Surgical treatment of tracheomalacia by bronchoscopic monitored aortopexy in infants and children

Background. Aortopexy has become an established surgical procedure for the treatment of severe tracheomalacia (TM) in infancy. However, postoperative outcome may be improved by intraoperative bronchoscopic control of the aortopexy. Methods. Between 1992 and 2000, 16 infants and children (2 female, 14 male) with TM were treated by pexis of the aorta via a right (15 patients) or left (1 patient) anterior thoracotomy. Patients age ranged from 4 to 122 months (mean, 26 mon). Three infants had previous surgery for esophagus atresia and tracheoesophageal fistula. Another four patients were operated for gastroesophageal. reflux. In all cases, the aortopexy was monitored intraoperatively by bronchoscopy. Respiratory function was verified for each patient by comparing pre- and postoperative tidal expiratory flow values (TEF 25% in ml/sec).
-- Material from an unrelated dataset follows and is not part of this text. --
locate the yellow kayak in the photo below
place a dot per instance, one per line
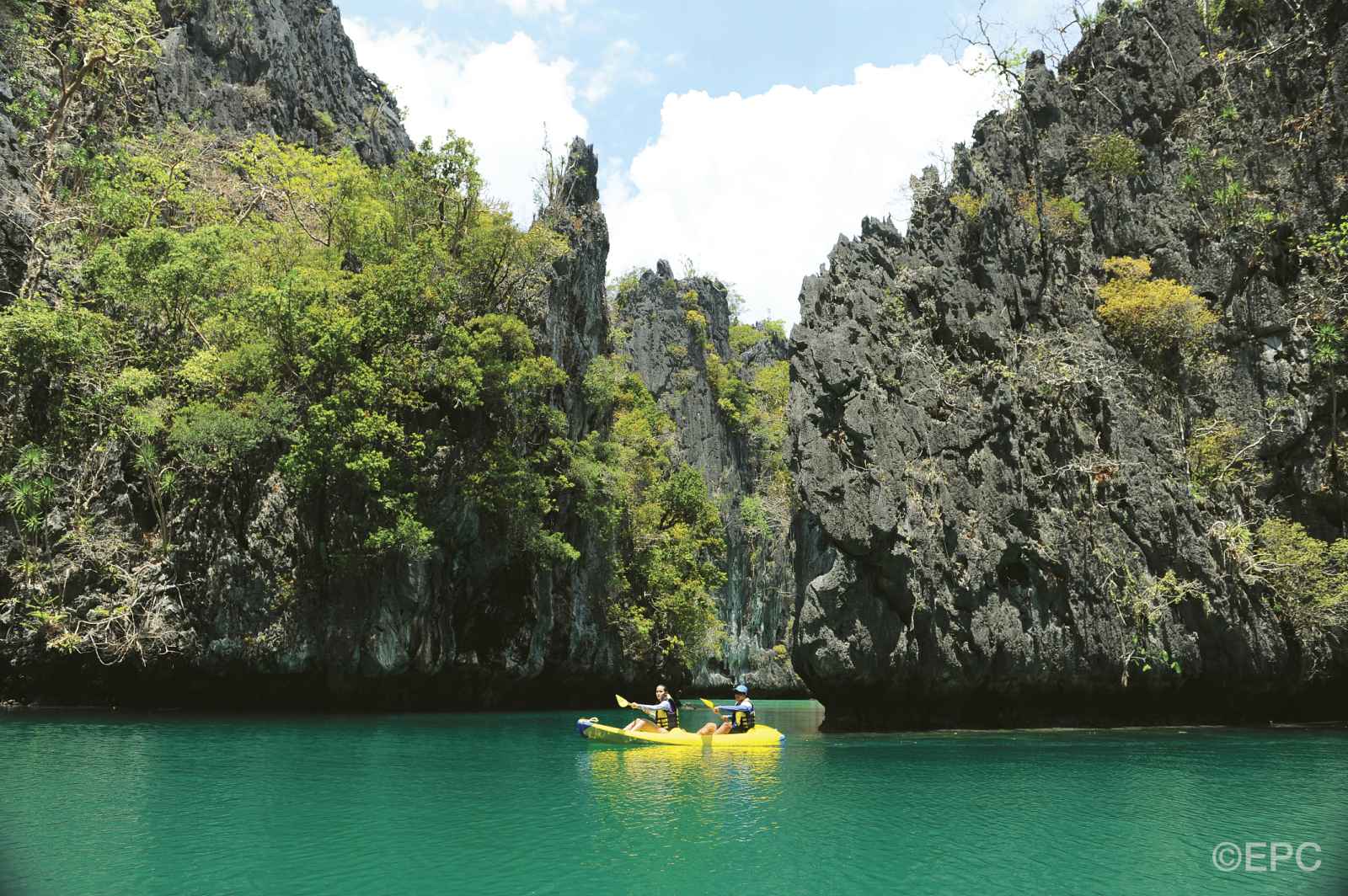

Results. Mean follow-up was 36 months (range, 2 to 60 mo). There was no intraoperative or postoperative mortality. 13 patients showed permanent relief of symptoms. Postoperative median TEF 25% increased significantly compared with preoperative values (81 ml/sec vs. 56 ml/sec; P = 0.016). In one patient repeat aortopexy was necessary. Conclusions. Aortopexy through a right anterior thoracotomy is an efficient and feasible method in the surgical treatment of TM in infancy and, therefore, can improve postoperative respiratory function. Intraoperative bronchoscopy is advantageous.